How Daniel Negreanu Lost His 2019 WSOP Player of the Year Title
Robert Campbell is officially the 2019 World Series of Poker Player of the Year.
The POY honors were erroneously awarded to Daniel Negreanu earlier this week. A data entry error from the results of Event #68 $1,000 WSOP.com ONLINE No-Limit Hold’em Championship was discovered, however, which awarded Negreanu points for an in-the-money finish he didn’t actually attain.
As reported by PocketFives, Negreanu was given credit for a 36th-place finish in Event #68, netting him 213.1 POY points. Alex Elenskiy, a poker reporter from Russia, noticed a discrepancy in results between the WSOP and Hendon Mob reports from Event #68, and alerted WSOP about it on Twitter earlier today:
@shaundeeb @RealKidPoker @Kevmath @WSOP @SonicJaxx2019 you should check #68, according to official report DN got 213.1 points, but he didn't cash there. All places from 32 to 46 in #68 are messed up with #87. https://t.co/LUO6oWfNz8
results from #68 – https://t.co/EBmUd5cmoS
— Alex Elenskiy (@GT_iskander) November 8, 2019
Shaun Deeb vs Daniel Negreanu vs Robert Campbell
The POY race finished up as a tightly-contested three-way battle, with Campbell, Negreanu and Shaun Deeb all in contention for the title going into WSOP Europe, which finished up earlier this week. With WSOPE complete, it appeared that Negreanu has secured WSOP POY honors for the third time in his career, according to the official WSOP results.

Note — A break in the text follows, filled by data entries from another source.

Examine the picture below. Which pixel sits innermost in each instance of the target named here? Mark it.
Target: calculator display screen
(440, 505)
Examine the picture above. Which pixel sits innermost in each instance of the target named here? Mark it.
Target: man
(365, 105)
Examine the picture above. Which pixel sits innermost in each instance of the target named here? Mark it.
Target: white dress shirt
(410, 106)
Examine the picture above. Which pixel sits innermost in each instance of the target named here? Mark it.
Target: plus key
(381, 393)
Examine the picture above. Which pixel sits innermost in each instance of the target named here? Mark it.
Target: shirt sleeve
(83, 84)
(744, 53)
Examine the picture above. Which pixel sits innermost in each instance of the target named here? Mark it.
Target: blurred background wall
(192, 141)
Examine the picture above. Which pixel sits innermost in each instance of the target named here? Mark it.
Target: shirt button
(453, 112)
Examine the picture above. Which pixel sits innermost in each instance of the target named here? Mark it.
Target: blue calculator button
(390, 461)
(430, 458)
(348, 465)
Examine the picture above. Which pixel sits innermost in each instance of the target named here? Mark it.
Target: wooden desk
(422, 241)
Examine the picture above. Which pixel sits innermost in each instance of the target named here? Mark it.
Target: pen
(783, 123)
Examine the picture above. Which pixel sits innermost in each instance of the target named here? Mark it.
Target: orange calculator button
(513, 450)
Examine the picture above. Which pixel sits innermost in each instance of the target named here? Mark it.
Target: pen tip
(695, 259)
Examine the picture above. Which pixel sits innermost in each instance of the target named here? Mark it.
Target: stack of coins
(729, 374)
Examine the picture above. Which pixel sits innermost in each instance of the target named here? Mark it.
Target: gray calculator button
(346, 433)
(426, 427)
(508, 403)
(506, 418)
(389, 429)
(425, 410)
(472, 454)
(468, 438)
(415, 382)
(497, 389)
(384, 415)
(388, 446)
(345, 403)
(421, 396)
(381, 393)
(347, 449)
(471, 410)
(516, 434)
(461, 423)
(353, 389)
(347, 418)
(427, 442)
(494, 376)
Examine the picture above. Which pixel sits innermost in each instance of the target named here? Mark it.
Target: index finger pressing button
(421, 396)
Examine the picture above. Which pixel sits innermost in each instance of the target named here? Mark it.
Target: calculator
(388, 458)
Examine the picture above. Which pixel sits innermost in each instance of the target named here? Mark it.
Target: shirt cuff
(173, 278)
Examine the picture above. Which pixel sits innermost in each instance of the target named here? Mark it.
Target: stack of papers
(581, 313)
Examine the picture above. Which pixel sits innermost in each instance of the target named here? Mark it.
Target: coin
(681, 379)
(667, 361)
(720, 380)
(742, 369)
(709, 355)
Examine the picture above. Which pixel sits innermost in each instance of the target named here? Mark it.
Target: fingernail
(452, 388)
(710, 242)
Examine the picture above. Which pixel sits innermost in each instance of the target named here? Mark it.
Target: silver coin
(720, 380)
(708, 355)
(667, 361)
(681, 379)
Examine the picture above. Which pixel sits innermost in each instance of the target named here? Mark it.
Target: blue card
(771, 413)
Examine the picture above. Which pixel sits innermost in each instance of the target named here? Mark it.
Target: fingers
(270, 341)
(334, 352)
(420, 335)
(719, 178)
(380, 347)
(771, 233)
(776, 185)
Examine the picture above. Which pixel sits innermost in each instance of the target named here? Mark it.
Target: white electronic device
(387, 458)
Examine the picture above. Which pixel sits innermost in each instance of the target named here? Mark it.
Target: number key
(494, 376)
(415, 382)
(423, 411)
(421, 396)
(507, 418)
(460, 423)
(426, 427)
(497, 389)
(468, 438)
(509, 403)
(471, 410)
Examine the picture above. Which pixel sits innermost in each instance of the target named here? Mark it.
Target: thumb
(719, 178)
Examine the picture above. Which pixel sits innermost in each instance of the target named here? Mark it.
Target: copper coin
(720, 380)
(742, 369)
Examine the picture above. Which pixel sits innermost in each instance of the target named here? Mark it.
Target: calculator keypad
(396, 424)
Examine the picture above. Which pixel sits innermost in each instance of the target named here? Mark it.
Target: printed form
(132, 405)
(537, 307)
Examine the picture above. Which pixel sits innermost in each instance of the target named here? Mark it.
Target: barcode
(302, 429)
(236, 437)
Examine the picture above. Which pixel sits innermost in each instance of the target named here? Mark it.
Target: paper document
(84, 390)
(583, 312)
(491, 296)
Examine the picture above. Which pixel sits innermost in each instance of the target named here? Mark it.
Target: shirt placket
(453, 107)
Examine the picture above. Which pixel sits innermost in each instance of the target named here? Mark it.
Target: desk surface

Elenskiy, however, discovered that the results for places 32 through 46 in Event #68 had been erroneously reported, and were actually copied from places 32-46 in Event #87 $3,000 HORSE.
A source who worked for WSOP this summer told Upswing Poker that data-entry errors would happen from time to time over the course of the series.
“Looks like someone made an error when uploading results and put it in the Event #68 results for Event #87,” the source said. “Whoever was uploading apparently just clicked the wrong event from the drop down menu when uploading the spreadsheet.”
“That happened a few times this summer but was always caught the next day. “
Negreanu didn’t finish in the money in Event #68 and therefore earned no POY points in the event.
With those 213.1 points subtracted from his POY points total, Negreanu finished third in the race with 3,861.78 points, Deeb finished second with 3,917.32, and Campbell’s total of 3,961.31 is good enough to earn the Australian the 2019 WSOP POY title.
Campbell finished the 2019 WSOP with 13 cashes overall, netting $679,359 in cashes. Campbell logged nine of those cashes at the 50th Annual World Series of Poker in Las Vegas this summer, and added four more money finishes at WSOP Europe.
Reactions to the WSOP Player of the Year Error
Negreanu congratulated Campbell on the win earlier today on Twitter:
I will share my thoughts on the WSOP POY situation in a written blog later today.
Genuinely happy for @SonicJaxx2019 because I know what it meant to him and frankly, the entire country of Australia!
Will share more later…
— Daniel Negreanu (@RealKidPoker) November 8, 2019
Negreanu finished the 2019 WSOP with 23 total cashes (according to Hendon Mob), with 16 money finishes in Las Vegas and seven more in Rozvadov, Czech Republic, at WSOP Europe. Negreanu, currently third on the all-time money list with more than $42 million in earnings, added $2,027,189 to that total in WSOP tournaments in 2019.
Deeb finished the 2019 WSOP with 20 total cashes, with 16 coming in Las Vegas and four more in Rozvadov. Deeb’s total earnings for the 2019 WSOP ended up at $615,403.
The three-way race for the POY award was a hot topic in the poker community throughout the year, with both Negreanu and Deep openly gunning for the title.
Campbell tweeted his thoughts about the Player of the Year format earlier this week:
Rozvadov: Closing Thoughts #wsop #poy #allthebirdswithonestone #hopethisformatworks pic.twitter.com/OSFYMkiM54
— Rob Campbell (@SonicJaxx2019) November 6, 2019
The WSOP Player of the Year award will no doubt continue to be a topic of discussion and a highly-coveted honor for big-name pros like Negreanu and Deeb. For 2019, however it’s Campbell coming away as a first-time winner of the award.